La reticenza, il silenzio, l'omertà, il terrore di parlare spiegano bene la consapevolezza degli autori del massacro, e di quante vi avevano
preso parte o vi avevano assistito inerti, di una colpa che la legge italiana non avrebbe comunque punito perché norme legislative approvate ad hoc avevano già considerati atti di guerra gli eccidi del dopoguerra, compiuti in tempo di pace. Il silenzio, l'omertà, la paura derivavano dalla coscienza di aver compiuto un atto tanto più ignobile quanto perfettamente inutile a danno di ragazzi che indossavano una divisa "nemica", ma ai quali certo non si poteva rimproverare un ruolo di primo piano nella Repubblica sociale italiana o nella repressione del fenomeno ribellistico. Hanno taciuto - e continuato a tacere - per la vergogna di un gesto sanguinario che non aveva alcuna motivazione logica, ideologica, politica, giuridica, il cui peso hanno sentito dopo, quando hanno compreso che non si potevano presentare agli occhi degli italiani per dire che avevano ammazzato 43 ragazzi che, fiduciosamente, si erano posti inermi nelle loro mani, confidando in una parola d'onore che evidentemente non poteva essere rispettata da coloro che onore non avevano.
Lo splendido libro di Grazia Spada, scritto con rara perizia e totale onestà intellettuale, ci restituisce il clima di quei giorni ma anche ci illumina sulle origini di una Repubblica che è stata fondata sul sangue degli innocenti e sull'ingiustizia che ha lasciato liberi ,ed impuniti persone che, poi, hanno fatto carriera nella burocrazia statale e in politica dove hanno portato il loro odio e le loro paure, le loro colpe e i loro rimorsi.

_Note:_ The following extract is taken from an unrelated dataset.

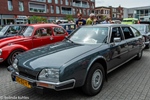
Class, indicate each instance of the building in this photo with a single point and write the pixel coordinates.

Al di là delle considerazioni che il libro di Grazia Spada ci ispira e ci impone, rimane la certezza che anche oggi, in un clima ancora invelenito dai rancori e dai terrori della guerra civile italiana, è possibile scrivere libri di storia autentica, vera, reale che fanno onore agli autori in grado di raccontare quello che si teme di svelare e si preferisce tacere.
Il libro di Grazia Spada non è un libro politico, è storico, ma anche al di là delle intenzioni dell'autrice diviene anch'esso un atto di accusa contro questa classe dirigente che, ad oltre sessent'anni dalla fine della guerra,nulla di meglio e di più sanno fare che mistificare quelle pagine che appartengono alla storia di tutto un popolo e, soprattutto, alle sue generazioni future, che di libri come quello di Grazia Spada avranno bisogno e necessità per accertare e comprendere la verità delle giornate più tragiche della nostra storia unitaria.